• Dave Hansen's avatar
    x86, mpx: On-demand kernel allocation of bounds tables · fe3d197f
    Dave Hansen authored
    This is really the meat of the MPX patch set.  If there is one patch to
    review in the entire series, this is the one.  There is a new ABI here
    and this kernel code also interacts with userspace memory in a
    relatively unusual manner.  (small FAQ below).
    
    Long Description:
    
    This patch adds two prctl() commands to provide enable or disable the
    management of bounds tables in kernel, including on-demand kernel
    allocation (See the patch "on-demand kernel allocation of bounds tables")

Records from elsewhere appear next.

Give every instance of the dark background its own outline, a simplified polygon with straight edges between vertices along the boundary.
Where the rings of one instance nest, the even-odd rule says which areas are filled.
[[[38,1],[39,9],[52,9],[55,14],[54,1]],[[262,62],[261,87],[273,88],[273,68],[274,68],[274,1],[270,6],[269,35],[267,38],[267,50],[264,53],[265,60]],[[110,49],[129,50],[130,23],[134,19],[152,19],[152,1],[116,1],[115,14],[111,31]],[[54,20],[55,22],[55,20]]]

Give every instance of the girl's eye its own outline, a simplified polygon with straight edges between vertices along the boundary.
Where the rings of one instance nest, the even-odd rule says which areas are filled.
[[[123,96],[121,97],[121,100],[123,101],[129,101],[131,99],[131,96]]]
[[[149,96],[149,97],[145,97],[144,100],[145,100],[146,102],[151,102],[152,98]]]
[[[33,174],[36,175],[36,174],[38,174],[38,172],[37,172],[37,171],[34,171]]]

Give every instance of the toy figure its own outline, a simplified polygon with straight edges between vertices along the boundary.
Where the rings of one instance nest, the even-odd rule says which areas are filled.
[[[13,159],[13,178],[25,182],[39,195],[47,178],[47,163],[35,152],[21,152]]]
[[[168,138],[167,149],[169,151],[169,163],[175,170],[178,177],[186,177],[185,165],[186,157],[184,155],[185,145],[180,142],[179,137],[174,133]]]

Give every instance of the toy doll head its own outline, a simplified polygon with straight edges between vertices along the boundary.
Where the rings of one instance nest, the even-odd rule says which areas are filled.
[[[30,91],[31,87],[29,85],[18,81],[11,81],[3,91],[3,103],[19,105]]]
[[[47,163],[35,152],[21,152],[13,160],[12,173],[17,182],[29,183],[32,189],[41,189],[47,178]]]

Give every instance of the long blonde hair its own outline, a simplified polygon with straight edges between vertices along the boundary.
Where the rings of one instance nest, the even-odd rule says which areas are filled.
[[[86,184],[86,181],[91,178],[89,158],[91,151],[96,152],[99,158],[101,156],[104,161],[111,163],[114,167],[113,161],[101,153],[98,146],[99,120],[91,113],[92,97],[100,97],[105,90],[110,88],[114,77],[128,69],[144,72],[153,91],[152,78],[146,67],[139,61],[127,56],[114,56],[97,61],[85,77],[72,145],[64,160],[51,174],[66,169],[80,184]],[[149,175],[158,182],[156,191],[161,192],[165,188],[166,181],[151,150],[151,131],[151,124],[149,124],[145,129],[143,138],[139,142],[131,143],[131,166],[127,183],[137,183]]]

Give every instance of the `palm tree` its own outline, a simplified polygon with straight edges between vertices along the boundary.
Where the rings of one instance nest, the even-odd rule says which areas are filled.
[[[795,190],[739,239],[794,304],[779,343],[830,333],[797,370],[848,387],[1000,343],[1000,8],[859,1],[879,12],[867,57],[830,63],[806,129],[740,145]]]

    and cleanup (See the patch "cleanup unused bound tables"). Applications
    do not strictly need the kernel to manage bounds tables and we expect
    some applications to use MPX without taking advantage of this kernel
    support. This means the kernel can not simply infer whether an application
    needs bounds table management from the MPX registers.  The prctl() is an
    explicit signal from userspace.
    
    PR_MPX_ENABLE_MANAGEMENT is meant to be a signal from userspace to
    require kernel's help in managing bounds tables.
    
    PR_MPX_DISABLE_MANAGEMENT is the opposite, meaning that userspace don't
    want kernel's help any more. With PR_MPX_DISABLE_MANAGEMENT, the kernel
    won't allocate and free bounds tables even if the CPU supports MPX.
    
    PR_MPX_ENABLE_MANAGEMENT will fetch the base address of the bounds
    directory out of a userspace register (bndcfgu) and then cache it into
    a new field (->bd_addr) in  the 'mm_struct'.  PR_MPX_DISABLE_MANAGEMENT
    will set "bd_addr" to an invalid address.  Using this scheme, we can
    use "bd_addr" to determine whether the management of bounds tables in
    kernel is enabled.
    
    Also, the only way to access that bndcfgu register is via an xsaves,
    which can be expensive.  Caching "bd_addr" like this also helps reduce
    the cost of those xsaves when doing table cleanup at munmap() time.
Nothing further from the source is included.